Published May 30, 2024


At least 98 cases of contravention of the Electoral Act have been opened since Monday, the National Joint Operational and Intelligence Structure (NatJoints) said on Thursday night.

Chairperson of NatJoints, Lieutenant General Tebello Mosikili said at least 50 accused persons were arrested.

She said one of the accused people has made a court appearance, while the rest of the arrested people will soon appear before prioritised courts.

“Tomorrow (Friday) is the last day for those that were processed today. Gauteng has the most, where they arrested 20 people,” she told journalists at the Electoral Commission of South Africa’s (IEC) National Results Operations Centre in Midrand.

Chairperson of NatJoints, Lieutenant General Tebello Mosikili. File Picture

“Not all of them (arrested people) have already been processed, meaning the number that I gave you, of 50 people arrested is going to change when the people are processed on the system. At national, we rely on the system – when you charge a person, take their fingerprints and make the docket ready for the person to appear before court.”

She said some of the cases include malicious damage to property, stealing of political party posters on the streets, destroying electoral material, assaulting electoral officials, while some of the cases are of intimidation.

Election posters in Cape Town. File Picture: Armand Hough / Independent Newspapers

Earlier on Thursday, IOL reported that police in Gauteng have arrested at least 20 people in connection with election-related crimes, as the law enforcement agents seek to maintain peace after the voting and throughout the collating of the votes.

A day after the voting process, Gauteng police provincial commissioner, Lieutenant General Tommy Mthombeni said the number of people arrested for election-related crimes has increased to 20.

“Indeed, it was a little bit challenging in terms of ensuring that the communities are, and feel safe, but we were in a position to restore order. I can confirm that since our last update, the number of the cases reported has indeed gone up and currently we are having 20 within the province,” Mthombeni said in an interview with the SABC.

Provincial commissioner of police in Gauteng, Lieutenant General Tommy Mthombeni. File Picture: Timothy Bernard / Independent Newspapers.

On the eve of the election day, the Electoral Commission of South Africa reminded voters to avoid taking pictures of their marked ballot papers.

“Voters are reminded that it is an offence to take and/or publish photographs that reveal a person’s vote on a ballot paper. The purpose of this law is to maintain the secrecy of your vote and the privacy of others. It is crucial to understand this regulation in the context of its purpose: to protect vulnerable voters from coercion.

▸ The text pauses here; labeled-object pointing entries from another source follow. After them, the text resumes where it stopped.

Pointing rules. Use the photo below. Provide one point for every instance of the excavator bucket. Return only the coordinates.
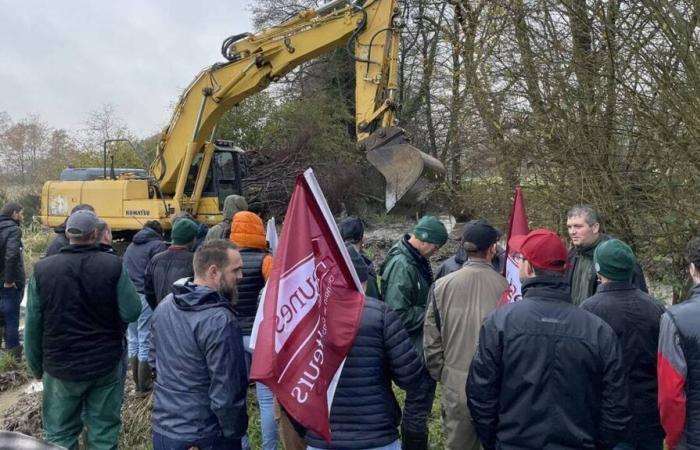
(410, 174)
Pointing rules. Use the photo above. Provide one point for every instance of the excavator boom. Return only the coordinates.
(186, 152)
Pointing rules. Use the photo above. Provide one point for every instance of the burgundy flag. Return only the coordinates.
(310, 311)
(517, 226)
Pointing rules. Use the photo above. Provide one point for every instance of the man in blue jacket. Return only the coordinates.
(197, 352)
(365, 414)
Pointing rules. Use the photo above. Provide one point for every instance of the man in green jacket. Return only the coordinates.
(232, 204)
(583, 225)
(79, 304)
(406, 280)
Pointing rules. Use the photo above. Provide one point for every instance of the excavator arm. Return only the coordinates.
(369, 30)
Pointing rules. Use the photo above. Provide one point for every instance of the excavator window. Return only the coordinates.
(224, 177)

“For instance, workers could be ordered to photograph their marked ballots in exchange for favours, or a party might demand such images in return for money or food parcels. To safeguard the integrity of our electoral process and ensure that every vote is free from undue influence, wait until you have left the voting station before sharing a selfie,” the IEC said in a message shared on social media platform X.

“Those suspects have been arrested.”

He indicated that some of the people were arrested for taking pictures with their ballot papers, which is an offence.

“You know that the voting process was under way recently, and some of the cases, for example, you find that a particular individual casts his vote, and after casting his vote, they then takes a picture – which is prohibited.